Папу Стива, не имевшего доселе опыта столь серьезной шахматной игры, вдруг неожиданным образом озарило. Я понял, что подобная раскладка мне как бы уже известна.
Я увидел, как товарищ Сталин провел решительное наступление на королевском фланге. И тогда внутренний голос подсказал: «Ты играешь черными и еще не рокировался… Поэтому продолжай 13… h6 или даже …h5, и если 14. g5, то 14… Kg4».
А далее пошло так:
13… Кс5 14. Фg2 0–0 (?) 15. Ла 1 Лfе8 16. g5 Kfd7
17. Лd2 е5 18. Kf5 Ке6 19. К: е7 Л: е7 20. f5 Kd4 21. f6!
Белые товарища Сталина успешно развивали атаку. Гагаринский черный король оказался в явной опасности.
21… Лее8 22. Ch5! 6 23. C:g6!
«Н-да, — с сомнением произнес некто внутри моего существа. — Фигура, которую схарчил у тебя вождь, делает победу твою весьма проблематичной, дружище сочинитель…»
— Давненько не брал я в руки шашек, — пробормотал Станислав Гагарин сакраментальную ноздревскую фразу, не собираясь, тем не менее сдаваться, не тот характер, Папа Стив привык бороться до конца.
Но 23…hd — нельзя было 23… fd из-за 24. f7 +
Затем 24. Фh3 Кc6 25. Фh6 Фd8 26. Лf3.
«Над тобой нависла неотвратимая угроза, Одинокий Моряк», — с тревогой подумал я, напряженно глядя на шахматную доску —
27. Лh3.
Мои черные несли непоправимый урон.
26… K:f6. 27. gf Лас8 28. Лdf2 Ф:f6 29.:f6.
Я понял, что здесь можно было бы поставить точку, тем более, что товарищ Сталин с торжествующей ухмылкой ждал, когда я подниму руки. Но упрямства и мне не занимать, потому и сделали мои черные еще несколько судорожных ходов.
29… Лс7 30. Kd5 С:5 31. ed Kf8 32. Cg7 Kh7
33. Л:d6 e4 34. Се3 Лсе7 35. Cd4 f6 36. C:f6
— Сдаюсь, Иосиф Виссарионович, — сокрушенно проговорил я. — Ваша взяла, вы победили…
— Хотите взять реванш? — прищурился товарищ Сталин. — Скоротать, понимаешь, время…
— Воздержусь, с вашего разрешения.

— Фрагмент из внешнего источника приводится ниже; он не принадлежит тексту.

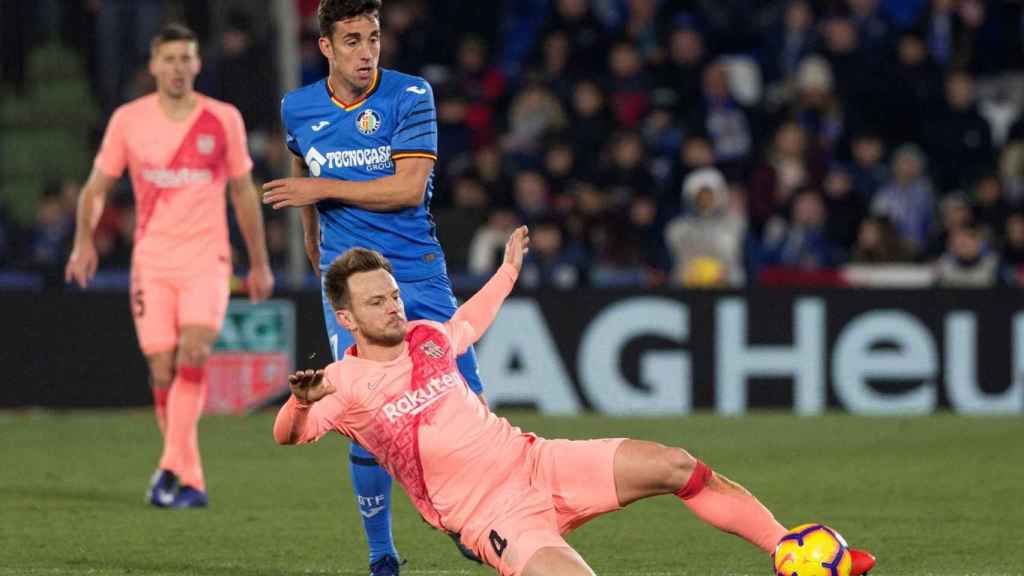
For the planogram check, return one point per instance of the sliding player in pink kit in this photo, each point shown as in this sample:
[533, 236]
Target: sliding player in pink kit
[181, 149]
[509, 495]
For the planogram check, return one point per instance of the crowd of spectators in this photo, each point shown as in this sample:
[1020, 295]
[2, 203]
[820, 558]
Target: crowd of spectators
[694, 142]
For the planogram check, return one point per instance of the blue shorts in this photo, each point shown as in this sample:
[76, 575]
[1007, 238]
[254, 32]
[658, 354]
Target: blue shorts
[425, 299]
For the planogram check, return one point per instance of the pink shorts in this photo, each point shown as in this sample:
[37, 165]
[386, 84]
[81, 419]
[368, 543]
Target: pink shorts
[162, 304]
[568, 483]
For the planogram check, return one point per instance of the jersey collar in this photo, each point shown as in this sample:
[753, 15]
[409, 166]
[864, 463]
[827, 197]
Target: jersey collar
[350, 107]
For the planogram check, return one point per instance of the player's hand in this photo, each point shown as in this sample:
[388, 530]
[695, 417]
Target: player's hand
[82, 263]
[309, 385]
[517, 247]
[260, 283]
[293, 192]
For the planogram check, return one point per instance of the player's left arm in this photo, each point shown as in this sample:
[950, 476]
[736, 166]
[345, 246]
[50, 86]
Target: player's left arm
[245, 199]
[308, 413]
[475, 316]
[403, 190]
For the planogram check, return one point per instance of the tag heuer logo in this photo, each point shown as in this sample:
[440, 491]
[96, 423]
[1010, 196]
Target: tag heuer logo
[368, 122]
[432, 350]
[205, 144]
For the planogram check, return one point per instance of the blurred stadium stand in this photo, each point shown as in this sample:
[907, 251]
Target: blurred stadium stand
[875, 142]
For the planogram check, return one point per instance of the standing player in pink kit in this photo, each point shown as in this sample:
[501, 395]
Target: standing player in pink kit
[181, 149]
[510, 496]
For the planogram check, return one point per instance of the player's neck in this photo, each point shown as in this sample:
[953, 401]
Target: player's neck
[379, 353]
[344, 91]
[177, 109]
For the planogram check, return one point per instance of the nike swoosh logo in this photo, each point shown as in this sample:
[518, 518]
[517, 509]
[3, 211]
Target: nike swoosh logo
[372, 511]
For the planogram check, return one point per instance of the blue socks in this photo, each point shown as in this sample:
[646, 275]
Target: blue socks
[373, 492]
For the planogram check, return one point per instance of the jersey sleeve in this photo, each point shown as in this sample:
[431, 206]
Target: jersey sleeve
[113, 156]
[290, 141]
[416, 133]
[238, 159]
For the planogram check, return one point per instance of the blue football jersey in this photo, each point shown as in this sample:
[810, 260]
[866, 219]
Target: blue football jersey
[360, 141]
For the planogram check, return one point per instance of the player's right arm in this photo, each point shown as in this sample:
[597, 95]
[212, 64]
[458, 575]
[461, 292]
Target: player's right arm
[310, 219]
[83, 260]
[307, 414]
[107, 169]
[473, 318]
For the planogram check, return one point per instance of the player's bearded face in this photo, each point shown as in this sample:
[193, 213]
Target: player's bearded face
[377, 310]
[174, 65]
[353, 51]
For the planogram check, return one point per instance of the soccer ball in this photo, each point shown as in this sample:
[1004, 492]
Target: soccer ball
[811, 549]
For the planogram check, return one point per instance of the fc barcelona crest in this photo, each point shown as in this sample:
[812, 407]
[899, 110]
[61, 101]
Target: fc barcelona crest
[205, 144]
[432, 350]
[368, 122]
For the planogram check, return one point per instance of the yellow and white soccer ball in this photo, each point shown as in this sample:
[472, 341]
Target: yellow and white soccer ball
[812, 549]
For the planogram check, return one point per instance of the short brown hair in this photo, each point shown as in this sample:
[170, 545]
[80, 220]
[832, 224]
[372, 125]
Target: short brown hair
[352, 261]
[331, 11]
[172, 33]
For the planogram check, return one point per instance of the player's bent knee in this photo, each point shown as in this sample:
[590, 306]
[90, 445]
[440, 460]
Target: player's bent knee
[161, 370]
[552, 561]
[194, 355]
[679, 464]
[161, 377]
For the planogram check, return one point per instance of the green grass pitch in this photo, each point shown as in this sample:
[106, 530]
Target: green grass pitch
[940, 495]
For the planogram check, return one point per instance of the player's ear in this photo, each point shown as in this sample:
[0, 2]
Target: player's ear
[344, 317]
[326, 47]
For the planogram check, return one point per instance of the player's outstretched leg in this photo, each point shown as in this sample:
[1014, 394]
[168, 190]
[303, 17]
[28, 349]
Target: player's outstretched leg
[646, 468]
[373, 494]
[560, 561]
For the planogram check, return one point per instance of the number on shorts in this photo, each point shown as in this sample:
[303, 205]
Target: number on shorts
[498, 543]
[137, 306]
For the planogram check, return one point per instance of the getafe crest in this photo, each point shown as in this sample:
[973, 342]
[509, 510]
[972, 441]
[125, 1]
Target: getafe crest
[368, 122]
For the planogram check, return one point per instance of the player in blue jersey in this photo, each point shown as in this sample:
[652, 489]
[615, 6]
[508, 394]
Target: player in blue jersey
[369, 138]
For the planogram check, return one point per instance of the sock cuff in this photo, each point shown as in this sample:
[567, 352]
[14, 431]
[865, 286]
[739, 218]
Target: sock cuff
[698, 479]
[160, 397]
[193, 374]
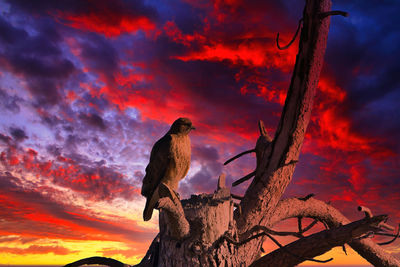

Проиграть вам партию — даже лестно.
«Все равно я умею то, что не умеет даже товарищ Сталин, — упрямо и опасно подумал я, не заботясь о том, что мысли мои услышит вождь. — И в конце концов, играл я не за себя, а за получившего собственный смертный мат Николая Ивановича Ежова…»
— Все мы, рано или поздно, получаем последний мат, — неожиданно насупившись, произнес элегическим тоном Сталин.
Дверь отворилась, и в комнату-залу бойко и несколько суетливо вошел, скорее вбежал Александр Васильевич Суворов.
— Играете в шахматы, милостивые государи?! — вопросил он, восклицая фальцетом. — А ведь операция «Мазепа» успешно завершилась… Ваш молодой тезка, сударь литератор, как нельзя лучше справился с задачей и лично покарал изменника и предателя, нарушившего присягу.
— Вот и этот получил предназначенный ему мат, — ни к кому не обращаясь, философски резюмировал товарищ Сталин.
XVIII
Воскресным вечером 3 октября 1993 года я писал роман «Страшный Суд», под пером у меня складывался образ прапорщика Мазепы, вообразившего себя гетьманом Украины и укравшего уже ядерную боеголовку.
Вера была у Юсовых на Солнечной, и в одиночестве я лихо размахался пером, буквы легко сливались в слова, а слова добротно укладывались в строчки.
Звонок телефона прервал мою работу в восемнадцать пятьдесят…
— Включите телевизор, Станислав Семенович, — сказал мне Коля Юсов.
И я оставил Мазепу возле атомной бомбы, прошел из холла в гостиную, где стоит электронный ящик, щелкнул дистанционером и погрузился в мир чудовищной провокации, случившейся не в параллельном, сочиняемом Папой Стивом мире, а в том реальном, в котором живу сейчас со всеми бебехами, потрохами и какашками, увы…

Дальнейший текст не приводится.